Thank you, yes: A Moment for Gratitude

Thank you, yes: A Moment for Gratitude December 4, 2023

With all that’s happening: war(s), strife, homelessness, inequality, even still, even here, a moment for gratitude.

Like so many of you, I’ve been practicing thankfulness this week. Of the many, many things I have to be thankful for: health, life, loved ones near and far, my students, a dog at my feet and glass of Gruner Veltliner in my hand (specificity, I’m told, aids in gratitude), that Michigan won The Game, the Bible and faith to believe it, a job–  two perhaps warrant an extended reflection here.

Just before Thanksgiving, I attended the Southern Historical Association conference, which, among other things, was an occasion to reunite with friends. Academic life–and I’d imagine pastoral life and all other sorts of vocations–can be tiring and isolating. If you’re fortunate enough to be employed, you likely have limited choices where. Even with good colleagues, these relationships must be professional and often, even when there is genuine warmth, hold some distance. Having taken over as department chair at my university a couple of years ago, this has become more acute. There are simply things I can’t talk about, burdens that must remain mine alone. Having the opportunity to reconnect with fellow scholars in friendship has been such a gift. These have been my teachers, connectors, co-writers, and co-laborers in all kinds of things. We have edited one another’s work, shared essays and primary sources, recommended graduate students and new hires. We have also listened to one another through tenure and promotion, through marriage and divorce and children and relocation.

There is an easy short-hand in these exchanges; we know the circumstances and share a lexicon. When I tell people about a tenure-track line freeze or a strategic planning committee, I can be sure of sympathetic eye rolls. And while academia can be a brutal environment, back-biting and competitive, I’ve experienced little of that, personally. In fact, I have found historians to be such wonderful conversationalists, awkward as we can be as a lot. The same skills we cultivate in our craft–perspective, empathy, curiosity–can also make us good friends. And we will need each other over the long haul. Our institutions, great as many of them are, won’t care for us; we have to care for one another the best we can. And I am grateful to all of those who have cared for me and with whom I’ve been able to share life and work over the years.

The second thing–and it’s funny how rarely we articulate this–is that I found myself grateful for so much that has come before.

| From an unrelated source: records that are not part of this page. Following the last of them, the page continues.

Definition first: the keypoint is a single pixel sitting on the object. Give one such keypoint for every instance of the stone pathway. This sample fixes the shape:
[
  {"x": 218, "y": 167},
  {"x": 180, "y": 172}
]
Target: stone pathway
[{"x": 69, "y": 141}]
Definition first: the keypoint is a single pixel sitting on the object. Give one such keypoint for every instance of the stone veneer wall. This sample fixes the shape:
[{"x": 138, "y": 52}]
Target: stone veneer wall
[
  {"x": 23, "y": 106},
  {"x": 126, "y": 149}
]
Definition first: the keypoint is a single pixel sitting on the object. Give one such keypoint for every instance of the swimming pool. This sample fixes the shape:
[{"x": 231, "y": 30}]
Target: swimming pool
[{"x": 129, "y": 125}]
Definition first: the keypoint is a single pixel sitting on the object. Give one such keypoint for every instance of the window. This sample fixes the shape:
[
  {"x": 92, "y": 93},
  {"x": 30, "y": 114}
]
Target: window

For all the terrible atrocities and oppressions in history, there are also examples of character and courage, fortuitous events. Teaching the Civil War this week, I was reminded of Ed Ayer’s admonition to be thankful that the war endured until the Emancipation Proclamation, that Lincoln won the Election of 1964 and four million Black Americans were made free from the scourge of slavery. I’m thankful for Susie King Taylor, and  Elizabeth Freeman, and her great grandson, W.E.B. Dubois. I’m thankful for Dunkirk, and Clarence Jordan and Rosalynn Carter, for Charles Sherrod and Fannie Lou Hamer, for polio and COVID vaccines. 

It all adds up in ways we can’t yet discern, but we hope. I’m curious, what historical event or person are you most thankful for? Let’s make a heartening litany, shall we?

In all the darkness, in all the mystery, we must hold space for thanks and for hope. It all reminds me of one of my favorite quotes (shamelessly stolen from an old pastor) from Swedish diplomat Dag Hammarskjöld: “For all that has been, thank you. For all that shall be, yes.”